Don’t Confuse Education With Intelligence

‘So I was speaking to this girl the other day, she just graduated from Med, about to be a doctor! She is obviously very intelligent!’

… But is she really? Or is she well educated? 

Education and intellect, although both embodying the concept of knowledge, are two different constructs that often get mistaken for the same. Intelligence refers broadly to a multidimensional and functional intrinsic ability to apply ones cognitive skills in the process of learning and problem solving. Research seems to have reached a consensus that intelligence is largely hereditable and influenced partly by environmental factors.

The first idea that often jumps to mind when speaking of intelligence is an IQ test. However, it can be quite disheartening to take an IQ test, largely focused on testing a limited set of intelligences (usually including visual-spatial processing, auditory processing, processing speed and memory) only to find out you are ‘below average’.

Thankfully, in recent years Gardner’s theory of multiple intelligences has become more widely accepted. Gardner identified eight different types of intelligences: Linguistic, Logical/mathematical, Musical, Spatial, Bodily/kinesthetic, Interpersonal, Intrapersonal and Naturalistic; which may be present within us to varying degrees.

Sooo, that means we can just blame mum and dad for our lack of intelligence, kick our feet up and accept there’s nothing more we can do about it … right? Well there’s a little more to it than that!

Through the process of education we can further develop our skills and abilities in these areas. Education is an external force by which one receives information, usually by another person (teacher, parent, mentor etc.), or even by research through books or the Internet. So while it is possible to improve at these intelligences, in general it seems that ones environment will essentially either strengthen or restrict an individuals naturalistic tendencies.

So should you spend your time working on those skill sets that don’t come as naturally to you? Not necessarily!

Focus on your strengths NOT your weaknesses

Growing up, I’m sure many of you were advised to work on your weaknesses, however in consideration of the growing body of research it seems you are probably better off working on your strengths instead.
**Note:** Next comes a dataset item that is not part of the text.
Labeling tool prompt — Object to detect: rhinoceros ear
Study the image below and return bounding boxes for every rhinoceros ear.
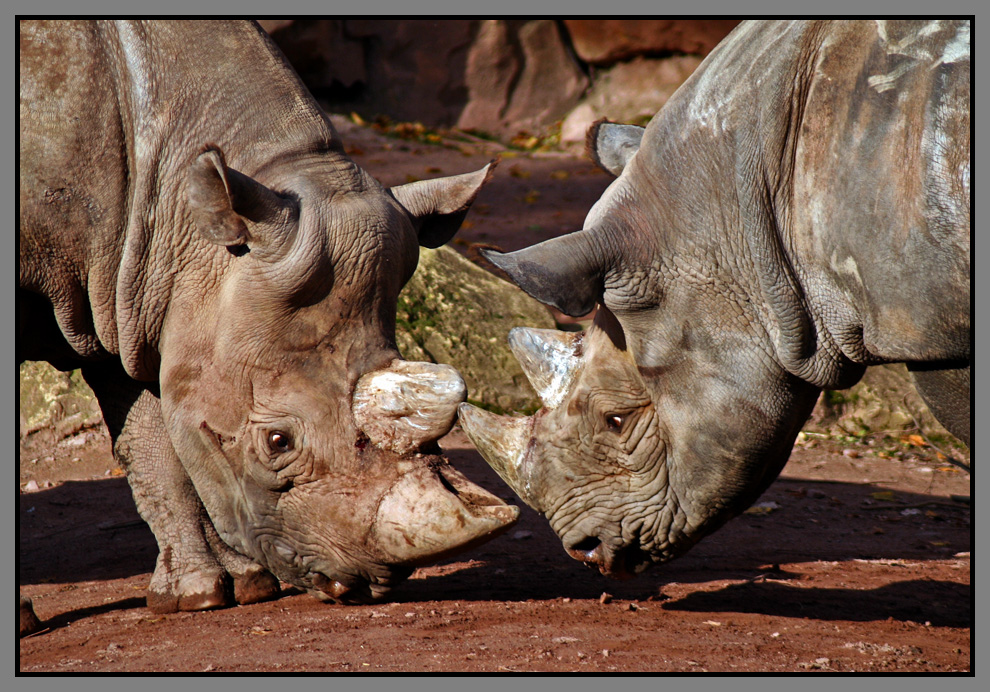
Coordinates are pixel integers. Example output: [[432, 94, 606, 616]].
[[391, 161, 498, 248], [187, 145, 285, 247], [585, 120, 646, 177], [481, 231, 610, 317]]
For most, the areas in which we are proficient at (our strengths) are natural capabilities, which with further training; education and development can be excelled at to achieve an optimal level of performance.

It is by no means a bad thing to work on your weaknesses; by devoting more time to the areas you struggle with you are very likely to improve and if you are passionate about this area you should work on these skill sets. However it is improbable that you will excel as greatly as you would have by focusing on your strengths. If you are linguistically intelligent for example, it makes more sense to study journalism as oppose to chemistry. If you are excellent at communicating and understanding others, you are more likely to succeed as a therapist rather than a statistician.

Based on the current research, it seems that if you are lucky enough to also enjoy what you are naturally good at it is worth investing time into mastering these skills in order to become successful in your chosen field.